“That doesn’t sound good.”
“Don’t worry about me, kiddo, you have enough to think about.”
Damian had called and asked to see me. We were in his kitchen and I knew he had come to the same conclusion about us as me because he looked how I felt.
“My dad left when I was five. He walked out and for all intent and purposes never looked back. Mom fell apart. She worshipped him and he left. It was like her whole life had been wrapped up in him and when he was gone, she no longer knew who she was.”
My heart broke. I had known his home life had been bad, but having a dad who walked out and a mom who checked out stirred anger too.
“As the years passed, she lost herself in the bottle and at first she was despondent, but her love gradually turned to hate that spread like a cancer forcing those around her to share in her misery.”
What a hateful, selfish woman. There was a special place in hell for people like her. “Including you.”
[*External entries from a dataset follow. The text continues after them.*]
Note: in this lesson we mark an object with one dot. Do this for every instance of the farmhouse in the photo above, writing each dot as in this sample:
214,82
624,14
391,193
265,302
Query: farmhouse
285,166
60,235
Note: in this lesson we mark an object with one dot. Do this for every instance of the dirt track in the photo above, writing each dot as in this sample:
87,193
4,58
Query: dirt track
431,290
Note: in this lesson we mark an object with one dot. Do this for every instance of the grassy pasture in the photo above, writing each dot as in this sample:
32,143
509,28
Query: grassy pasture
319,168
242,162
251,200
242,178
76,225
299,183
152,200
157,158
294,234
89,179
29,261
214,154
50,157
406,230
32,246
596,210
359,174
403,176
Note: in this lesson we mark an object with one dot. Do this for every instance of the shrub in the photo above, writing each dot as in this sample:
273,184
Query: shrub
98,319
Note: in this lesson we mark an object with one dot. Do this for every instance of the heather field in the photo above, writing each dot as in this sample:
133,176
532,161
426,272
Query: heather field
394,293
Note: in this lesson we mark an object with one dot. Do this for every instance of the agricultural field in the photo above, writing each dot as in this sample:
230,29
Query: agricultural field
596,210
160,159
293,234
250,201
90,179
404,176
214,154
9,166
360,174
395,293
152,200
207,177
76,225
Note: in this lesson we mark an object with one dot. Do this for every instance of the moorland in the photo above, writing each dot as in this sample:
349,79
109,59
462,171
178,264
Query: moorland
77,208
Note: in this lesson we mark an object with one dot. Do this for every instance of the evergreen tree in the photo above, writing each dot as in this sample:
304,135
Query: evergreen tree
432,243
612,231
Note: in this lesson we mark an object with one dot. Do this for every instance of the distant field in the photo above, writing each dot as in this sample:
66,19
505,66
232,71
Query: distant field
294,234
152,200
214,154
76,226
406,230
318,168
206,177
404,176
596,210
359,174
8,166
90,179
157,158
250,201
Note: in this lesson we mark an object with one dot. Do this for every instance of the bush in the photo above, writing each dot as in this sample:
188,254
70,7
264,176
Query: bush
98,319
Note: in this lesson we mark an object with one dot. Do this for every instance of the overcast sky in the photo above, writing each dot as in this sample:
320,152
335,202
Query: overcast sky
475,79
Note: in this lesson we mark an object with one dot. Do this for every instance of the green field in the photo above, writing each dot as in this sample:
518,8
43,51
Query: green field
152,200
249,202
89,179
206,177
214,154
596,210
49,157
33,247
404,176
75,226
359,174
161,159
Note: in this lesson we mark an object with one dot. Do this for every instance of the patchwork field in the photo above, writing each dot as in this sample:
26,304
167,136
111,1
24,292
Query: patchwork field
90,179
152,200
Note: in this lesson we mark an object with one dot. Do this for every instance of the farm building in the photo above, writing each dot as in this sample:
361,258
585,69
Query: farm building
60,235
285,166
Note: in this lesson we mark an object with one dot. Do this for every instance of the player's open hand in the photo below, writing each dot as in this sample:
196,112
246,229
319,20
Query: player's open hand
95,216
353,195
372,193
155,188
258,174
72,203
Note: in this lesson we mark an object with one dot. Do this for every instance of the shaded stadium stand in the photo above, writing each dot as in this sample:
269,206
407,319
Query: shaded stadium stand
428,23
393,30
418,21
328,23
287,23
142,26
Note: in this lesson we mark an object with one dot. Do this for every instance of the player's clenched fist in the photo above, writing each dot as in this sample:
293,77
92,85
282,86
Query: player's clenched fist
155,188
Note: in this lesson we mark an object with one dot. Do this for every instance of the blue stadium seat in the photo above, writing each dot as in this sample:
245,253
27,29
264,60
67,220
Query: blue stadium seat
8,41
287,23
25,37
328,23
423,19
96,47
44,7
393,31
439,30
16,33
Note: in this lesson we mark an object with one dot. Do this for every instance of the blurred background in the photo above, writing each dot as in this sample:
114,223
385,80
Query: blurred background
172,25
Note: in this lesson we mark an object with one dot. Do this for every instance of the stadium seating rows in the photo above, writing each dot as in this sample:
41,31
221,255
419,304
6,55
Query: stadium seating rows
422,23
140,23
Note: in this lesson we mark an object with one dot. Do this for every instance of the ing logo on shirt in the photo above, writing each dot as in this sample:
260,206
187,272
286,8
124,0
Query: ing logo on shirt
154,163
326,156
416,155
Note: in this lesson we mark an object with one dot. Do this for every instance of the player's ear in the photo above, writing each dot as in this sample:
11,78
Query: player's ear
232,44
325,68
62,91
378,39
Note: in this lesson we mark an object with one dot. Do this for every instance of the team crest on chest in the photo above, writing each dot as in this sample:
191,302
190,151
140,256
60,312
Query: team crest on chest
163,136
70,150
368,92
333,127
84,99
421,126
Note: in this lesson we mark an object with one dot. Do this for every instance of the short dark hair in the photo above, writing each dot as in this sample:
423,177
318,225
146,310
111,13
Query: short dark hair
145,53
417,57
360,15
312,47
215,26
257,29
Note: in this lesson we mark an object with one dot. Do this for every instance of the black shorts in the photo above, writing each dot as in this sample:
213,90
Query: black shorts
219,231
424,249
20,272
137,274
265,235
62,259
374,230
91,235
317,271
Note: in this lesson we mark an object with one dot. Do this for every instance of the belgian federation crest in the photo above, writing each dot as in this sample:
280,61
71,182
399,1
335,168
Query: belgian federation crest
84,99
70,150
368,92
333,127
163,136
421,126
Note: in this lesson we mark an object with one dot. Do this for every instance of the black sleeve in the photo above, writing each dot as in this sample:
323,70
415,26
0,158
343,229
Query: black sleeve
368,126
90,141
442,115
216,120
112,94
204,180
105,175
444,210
“Especially me. For years it felt as if I would drown in her hate, and then 9/11 happened. The worse act of terror in modern times and I found hope. Hope for a life away from her…a life where I could make a difference.”
“The army.”
“Yeah. Then I met you and it was like that life was dropped at my feet. All the beauty in the world right there, within reaching distance.”
“But?”
“I want you, but you were right. Working at a garage isn’t what I want. I need to work on myself first. To be better for you and for me.”
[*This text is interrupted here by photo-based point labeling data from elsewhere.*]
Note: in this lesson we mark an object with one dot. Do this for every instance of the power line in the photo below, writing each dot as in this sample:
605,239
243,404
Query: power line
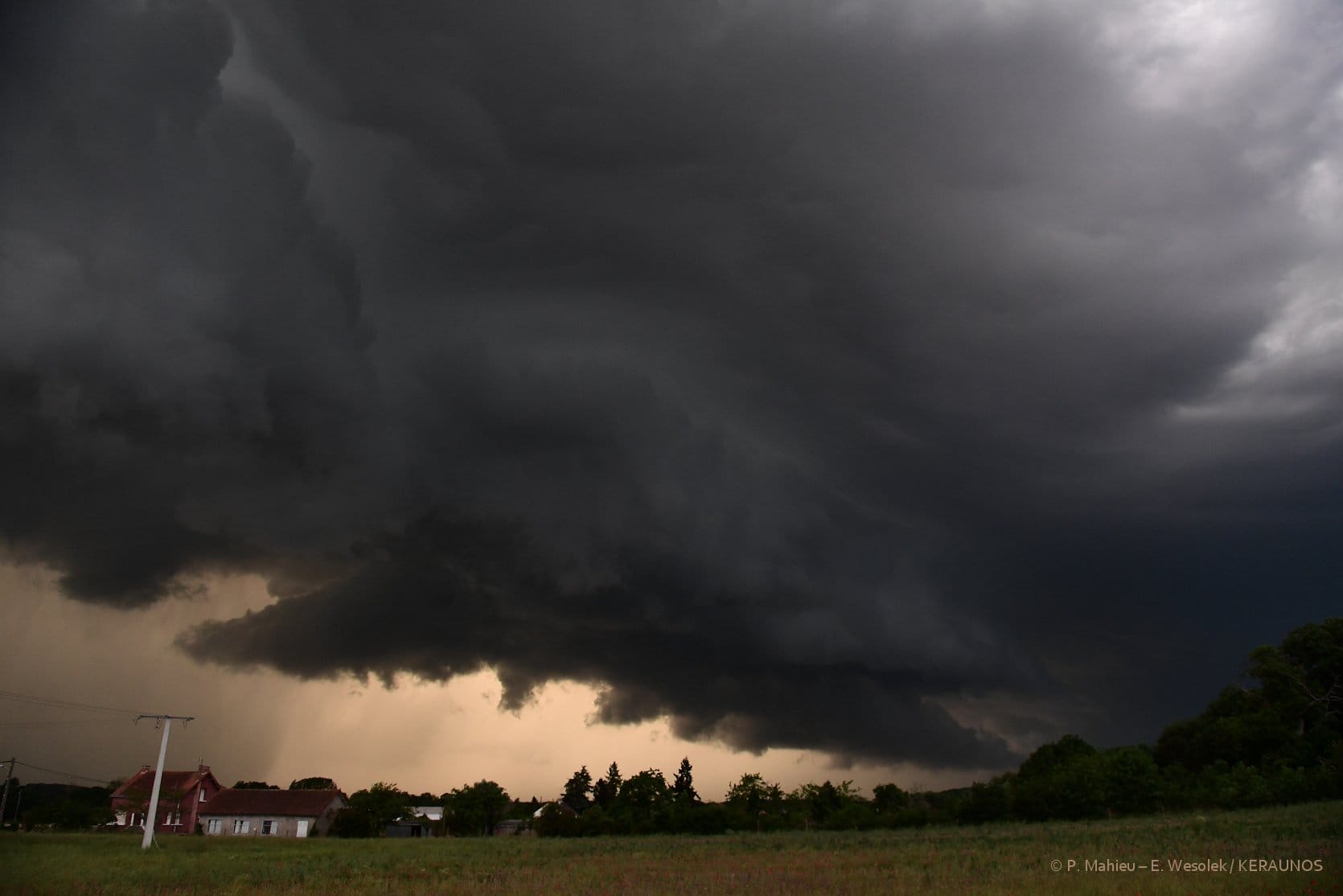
62,705
64,774
68,721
Even wanting this for him, I ached inside. I tried to keep the tears from my voice. “You don’t need to be better for me, you’re already perfect for me, but I agree that you should enlist.”
Surprise flashed across his face as did pain. “You do?”
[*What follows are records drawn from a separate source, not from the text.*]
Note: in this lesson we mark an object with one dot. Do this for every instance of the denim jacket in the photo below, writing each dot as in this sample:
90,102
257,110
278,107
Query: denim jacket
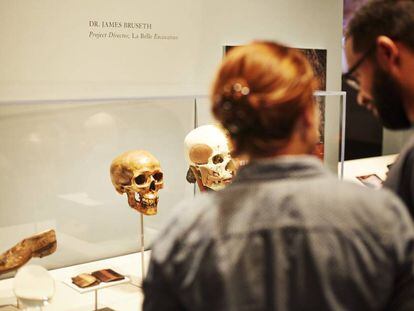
286,235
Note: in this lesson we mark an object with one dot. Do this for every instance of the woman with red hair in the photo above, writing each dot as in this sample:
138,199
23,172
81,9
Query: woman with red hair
286,234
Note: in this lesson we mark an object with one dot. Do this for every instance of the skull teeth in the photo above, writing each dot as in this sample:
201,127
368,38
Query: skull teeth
150,202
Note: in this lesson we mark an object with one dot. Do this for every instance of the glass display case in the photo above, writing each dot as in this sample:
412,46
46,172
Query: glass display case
55,158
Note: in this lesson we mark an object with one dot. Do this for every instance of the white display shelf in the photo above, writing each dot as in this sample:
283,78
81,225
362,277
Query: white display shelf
125,297
367,166
100,286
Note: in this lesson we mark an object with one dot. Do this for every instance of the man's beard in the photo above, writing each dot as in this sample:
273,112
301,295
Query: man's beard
388,101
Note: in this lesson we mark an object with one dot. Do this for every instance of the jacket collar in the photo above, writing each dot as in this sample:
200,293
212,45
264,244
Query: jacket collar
282,167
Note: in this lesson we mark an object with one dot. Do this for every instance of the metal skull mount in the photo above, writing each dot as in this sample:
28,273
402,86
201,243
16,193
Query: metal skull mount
138,174
208,154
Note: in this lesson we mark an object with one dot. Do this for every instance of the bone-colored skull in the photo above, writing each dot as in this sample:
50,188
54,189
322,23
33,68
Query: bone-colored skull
208,154
138,174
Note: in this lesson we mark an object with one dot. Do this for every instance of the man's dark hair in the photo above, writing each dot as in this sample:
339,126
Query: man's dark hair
391,18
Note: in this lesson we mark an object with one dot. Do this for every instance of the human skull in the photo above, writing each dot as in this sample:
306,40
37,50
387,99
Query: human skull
138,174
208,154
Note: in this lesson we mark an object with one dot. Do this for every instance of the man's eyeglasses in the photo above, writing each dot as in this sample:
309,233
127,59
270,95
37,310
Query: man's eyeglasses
348,76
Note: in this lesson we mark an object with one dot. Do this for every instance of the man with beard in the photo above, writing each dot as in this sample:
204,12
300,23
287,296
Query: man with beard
379,49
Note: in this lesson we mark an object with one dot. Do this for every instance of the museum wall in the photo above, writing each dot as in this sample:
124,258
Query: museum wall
73,98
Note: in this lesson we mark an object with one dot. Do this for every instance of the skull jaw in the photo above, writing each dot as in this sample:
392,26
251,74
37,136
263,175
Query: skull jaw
213,180
146,205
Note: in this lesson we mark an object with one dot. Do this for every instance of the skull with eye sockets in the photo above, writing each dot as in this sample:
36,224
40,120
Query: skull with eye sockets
138,174
208,154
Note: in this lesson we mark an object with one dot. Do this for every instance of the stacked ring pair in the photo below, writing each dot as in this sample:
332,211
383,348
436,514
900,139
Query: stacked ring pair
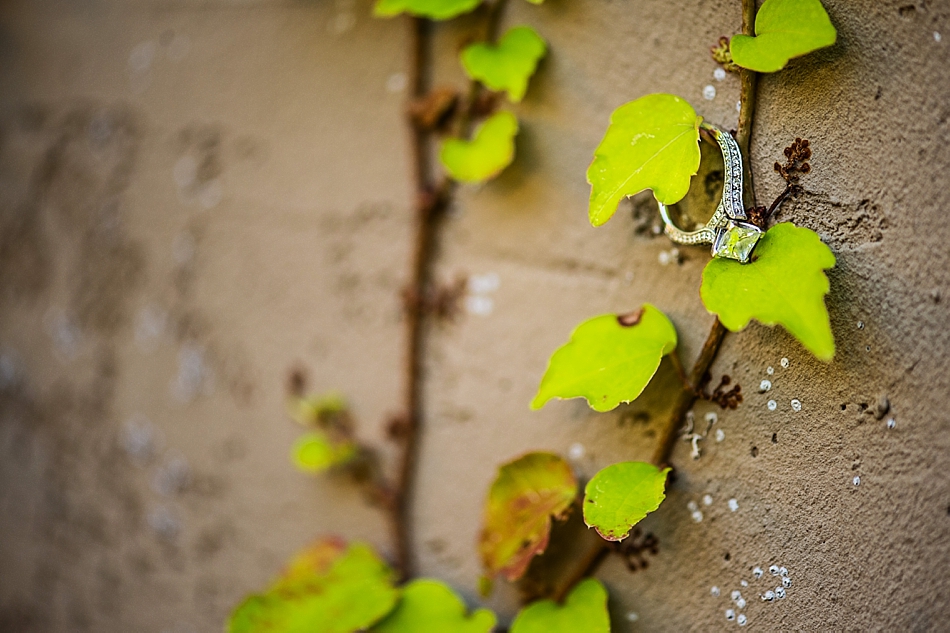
729,230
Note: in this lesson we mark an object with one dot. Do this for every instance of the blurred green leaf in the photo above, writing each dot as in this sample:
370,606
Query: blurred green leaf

“I want to be with you, the idea of a time when you won’t be around is too painful to contemplate, but we both need to work on ourselves. And as much as the idea of you enlisting and going off to war terrifies me, it is what you want. We can make it work. Long distance relationships aren’t so long now with technology.”
His face closed off and I realized he wasn’t just leaving. He was leaving me. “I have to ask something of you. As much as it goes against everything I want, please don’t write to me.”
I gasped on a sob. “What?”
He stood and pulled me from the chair, right against his chest. “I love you, Thea, more than is probably healthy. I’ve never loved anyone in my life.”
He loved me. I knew that and yet hearing those words was like feeling the magic of Christmas morning times infinity. “You can never love someone too much.”
“Yeah, you can, but the military isn’t just a job, it’s a way of life. Are you going to leave your family and move around with me, or wait by the phone when I’m deployed to hear if I’m coming home? I won’t put that on you.”
“You don’t think I’ll be going through it anyway, whether you want me to or not?”
That sadness was buried behind his eyes again. “I can’t do this if I’m holding on to you, but I can’t let you go, I need you to let me go.” It was the pain in his voice, the obvious struggle he fought that had me agreeing even as my heart broke. “I don’t want this, I want you to know I don’t want this, but I understand why you think you do. So I’ll agree to not write to you, but I’ll be missing you, worrying for you, loving you and there’s not a damn thing you can do about that.”
He framed my face in his hands and for a good long time he just looked his fill before he whispered, “This isn’t over.” His lips closed over mine for a kiss that was more than a kiss, it was a promise. He took me to his bed and all night and into the morning he loved me, like he was getting in a lifetime’s worth.
He was leaving. Two days later, I stood on the front stoop of my parents’ house and watched as he said goodbye to my family. I bit my lip to hold back the tears that had been threatening, tears that I knew wouldn’t stop once they started. When I thought of him gone, away from me, I couldn’t breathe. I felt panicked, like I was trapped in a funhouse looking for a way out and not finding one. The idea that tomorrow I couldn’t walk to his apartment, I couldn’t call him, I wouldn’t see his face, hear his voice, I wouldn’t get to look into those eyes. I wanted to sob; I wanted to scream at him to stay even knowing he had to go. Four long years until I was out of college, we had four years…so much could happen in that time. It only took less than a year for Damian to change me, totally and completely.